As a young man, Emil Otto Paul Braun, born in 1859 in a Prussian (now Polish) village, was known for his agility and sturdiness under stress. In the beginning, Braun’s athleticism was purely to impress people. No one imagined his meteoric rise to international acclaim. His father believed the athlete was destined for a life of peace as a priest. However, when a circus recruiter came across him following the gymnastics competition, events began to unfold, eventually pushing Braun, a.k.a. “Paul Cinquevalli,” into the spotlight.
A teen Cinquevalli was taken into Odesa, located on the Black Sea, where he was appointed an artist in trapeze. Trapeze was always a risk, and it was hazardous during the 19th century when nets were not in any way in widespread use. Cinquevalli’s experience on trapeze turned out to be not-so-great. In the beginning, a sudden incident in the tent caused him to fall onto an audience member, who died from the force of the fall. Later, Cinquevalli nearly died following a trapeze fall that caused the breaking of several major bones within his body.

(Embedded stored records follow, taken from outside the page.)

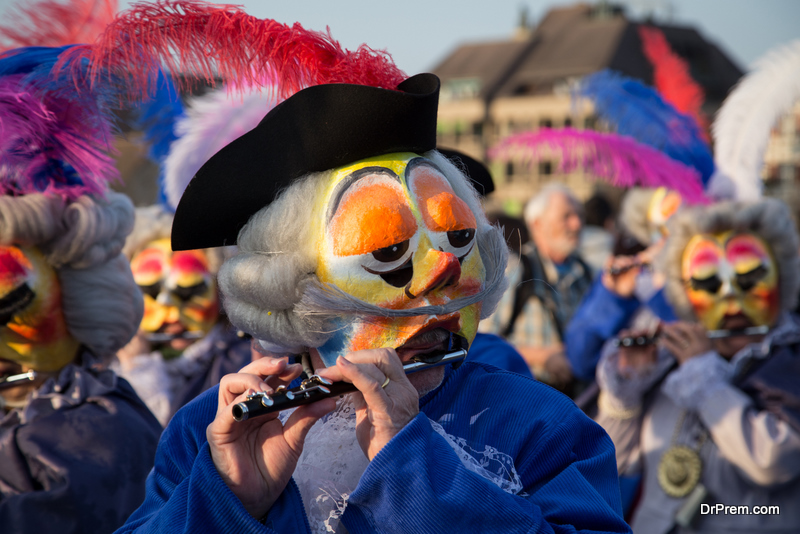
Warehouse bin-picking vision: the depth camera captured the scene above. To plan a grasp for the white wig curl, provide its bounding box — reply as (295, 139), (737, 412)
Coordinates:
(619, 187), (658, 246)
(218, 150), (508, 350)
(659, 198), (800, 320)
(0, 192), (144, 359)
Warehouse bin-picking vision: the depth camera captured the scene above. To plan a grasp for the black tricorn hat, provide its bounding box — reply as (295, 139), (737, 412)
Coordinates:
(172, 74), (493, 250)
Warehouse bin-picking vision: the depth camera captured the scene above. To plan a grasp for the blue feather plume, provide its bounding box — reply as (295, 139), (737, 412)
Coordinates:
(135, 70), (185, 211)
(580, 70), (715, 186)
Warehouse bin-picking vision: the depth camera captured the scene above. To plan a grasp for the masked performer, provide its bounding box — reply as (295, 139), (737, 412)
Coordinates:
(114, 85), (266, 425)
(597, 200), (800, 533)
(566, 187), (681, 382)
(0, 48), (161, 533)
(67, 2), (628, 533)
(111, 205), (251, 426)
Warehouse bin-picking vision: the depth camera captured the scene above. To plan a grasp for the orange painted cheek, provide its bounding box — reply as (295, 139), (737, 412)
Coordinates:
(139, 295), (168, 332)
(330, 183), (417, 256)
(422, 192), (476, 232)
(411, 171), (476, 232)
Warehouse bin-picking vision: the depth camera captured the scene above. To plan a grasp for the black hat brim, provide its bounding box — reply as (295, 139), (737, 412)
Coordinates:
(172, 74), (439, 250)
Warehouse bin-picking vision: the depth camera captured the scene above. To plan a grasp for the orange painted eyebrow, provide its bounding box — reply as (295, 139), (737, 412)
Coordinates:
(326, 166), (400, 223)
(406, 158), (477, 232)
(329, 181), (417, 256)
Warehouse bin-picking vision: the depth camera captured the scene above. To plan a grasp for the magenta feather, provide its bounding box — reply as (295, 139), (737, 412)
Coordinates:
(490, 128), (707, 204)
(0, 69), (119, 199)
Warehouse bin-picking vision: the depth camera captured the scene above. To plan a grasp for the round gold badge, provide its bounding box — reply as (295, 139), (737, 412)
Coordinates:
(658, 445), (703, 498)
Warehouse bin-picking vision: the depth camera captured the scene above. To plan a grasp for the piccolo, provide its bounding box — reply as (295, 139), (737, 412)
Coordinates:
(608, 261), (651, 276)
(0, 369), (36, 389)
(143, 330), (206, 343)
(233, 349), (467, 421)
(612, 325), (769, 347)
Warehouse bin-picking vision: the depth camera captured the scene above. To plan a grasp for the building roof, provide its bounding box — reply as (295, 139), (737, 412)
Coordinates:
(433, 4), (742, 104)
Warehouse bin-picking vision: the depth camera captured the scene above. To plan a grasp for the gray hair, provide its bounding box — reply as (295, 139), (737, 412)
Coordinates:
(659, 198), (800, 320)
(523, 182), (581, 228)
(218, 151), (508, 350)
(0, 192), (144, 359)
(122, 204), (227, 274)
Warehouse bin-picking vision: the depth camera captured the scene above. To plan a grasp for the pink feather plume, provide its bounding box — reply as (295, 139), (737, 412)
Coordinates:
(490, 128), (707, 204)
(0, 0), (118, 50)
(0, 75), (119, 200)
(639, 26), (709, 141)
(61, 0), (406, 100)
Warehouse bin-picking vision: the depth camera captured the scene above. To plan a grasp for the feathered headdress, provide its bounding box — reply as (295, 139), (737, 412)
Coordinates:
(163, 84), (276, 211)
(580, 70), (714, 184)
(712, 40), (800, 199)
(57, 0), (406, 100)
(0, 0), (118, 50)
(638, 26), (708, 137)
(490, 128), (705, 203)
(0, 47), (119, 199)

The juggling legend “was in a coma for a long time,” says the juggling scholar Erik Aberg. “When he woke up, he couldn’t be an acrobat anymore, so that’s when he switched to juggling.”
Over time, Cinquevalli built a name for himself as an “equilibrist” -a athlete distinguished by his technical proficiency in endurance, balance, and strength. The unstoppable work ethic Cinquevalli was once able to apply to gymnastics; he redirected towards perfecting his incredible agility. He officially debuted as a juggler in 1876 in the Zoological Gardens in St. Petersburg.

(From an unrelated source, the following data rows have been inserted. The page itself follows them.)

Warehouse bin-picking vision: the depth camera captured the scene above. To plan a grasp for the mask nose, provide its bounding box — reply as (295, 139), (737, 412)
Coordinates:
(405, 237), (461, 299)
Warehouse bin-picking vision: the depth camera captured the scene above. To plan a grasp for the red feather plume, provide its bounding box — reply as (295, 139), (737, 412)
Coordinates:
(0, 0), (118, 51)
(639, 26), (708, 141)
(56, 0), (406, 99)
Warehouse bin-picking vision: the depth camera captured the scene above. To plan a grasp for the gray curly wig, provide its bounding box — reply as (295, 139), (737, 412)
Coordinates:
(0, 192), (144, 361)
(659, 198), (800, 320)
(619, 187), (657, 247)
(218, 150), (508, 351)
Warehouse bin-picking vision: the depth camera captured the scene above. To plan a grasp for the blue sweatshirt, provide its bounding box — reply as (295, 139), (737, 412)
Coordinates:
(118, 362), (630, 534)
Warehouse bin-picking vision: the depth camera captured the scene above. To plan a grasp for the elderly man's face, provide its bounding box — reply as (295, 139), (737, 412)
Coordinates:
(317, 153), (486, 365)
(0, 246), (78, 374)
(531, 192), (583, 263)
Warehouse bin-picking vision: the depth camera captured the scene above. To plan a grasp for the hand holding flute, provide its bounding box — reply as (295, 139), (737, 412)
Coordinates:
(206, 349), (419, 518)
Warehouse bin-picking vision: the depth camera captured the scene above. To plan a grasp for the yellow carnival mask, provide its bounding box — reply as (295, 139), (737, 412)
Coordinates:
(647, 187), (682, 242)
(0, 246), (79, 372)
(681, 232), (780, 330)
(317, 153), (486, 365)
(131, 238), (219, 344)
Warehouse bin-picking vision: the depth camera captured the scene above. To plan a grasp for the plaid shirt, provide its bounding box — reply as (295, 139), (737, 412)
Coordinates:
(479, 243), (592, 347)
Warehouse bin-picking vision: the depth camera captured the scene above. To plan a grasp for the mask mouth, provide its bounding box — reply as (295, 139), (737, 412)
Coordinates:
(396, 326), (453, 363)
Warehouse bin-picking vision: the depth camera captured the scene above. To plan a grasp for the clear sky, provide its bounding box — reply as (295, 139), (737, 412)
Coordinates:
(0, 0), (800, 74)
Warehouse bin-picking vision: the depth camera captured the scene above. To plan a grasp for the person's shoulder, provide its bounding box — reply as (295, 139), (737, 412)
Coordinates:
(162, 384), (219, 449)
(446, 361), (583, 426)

Cinquevalli’s ambitions attracted large crowds. In one instance, the legend says he may have managed to balance two plates using one hand and balancing the bucket on top of one of them while holding a cane in the other hand while using a candle placed on his forehead to ignite cigarettes, which he then lit. Then, his skills led him to London, and a visit from the Prince of Wales requested to examine his equipment following an impossible feat of balance that involved the use of a cue stick and several balls of billiards. The Prince did not find anything, but his reputation got better.

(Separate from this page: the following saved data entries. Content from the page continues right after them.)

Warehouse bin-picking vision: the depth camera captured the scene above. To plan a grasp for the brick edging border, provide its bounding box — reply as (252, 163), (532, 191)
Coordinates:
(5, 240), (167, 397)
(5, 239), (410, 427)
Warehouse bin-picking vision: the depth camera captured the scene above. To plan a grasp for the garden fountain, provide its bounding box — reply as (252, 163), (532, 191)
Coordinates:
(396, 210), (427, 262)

Famous for his ability to juggle all kinds of sized and shaped objects simultaneously, Cinquevalli was a crowd-pleaser everywhere he went and traveled across the globe. England specifically became an abode for him. However, it was a surprise and a traumatic experience when the crowds in the country turned against him as World War I rolled around. The Brits did not like the German sounds of his surname, and within no time, the entertainer was a non-performer in his hometown of London.
Feeling demoralized and shattered in self-esteem, Cinquevalli was able to retire peacefully and passed away from sudden heart failure in 1918.
While largely overlooked in modern historical texts, Cinquevalli, a central famous figure in his day, is an icon for elite practitioners of juggling. This includes Cirque de Soleil’s Thom Wall. Juggle “is one of the last true meritocracies that’s out there,” Wall claims. Wall, and he’s content to draw inspiration from the creative spirit that was Paul Cinquevalli as he pushes himself to be innovative.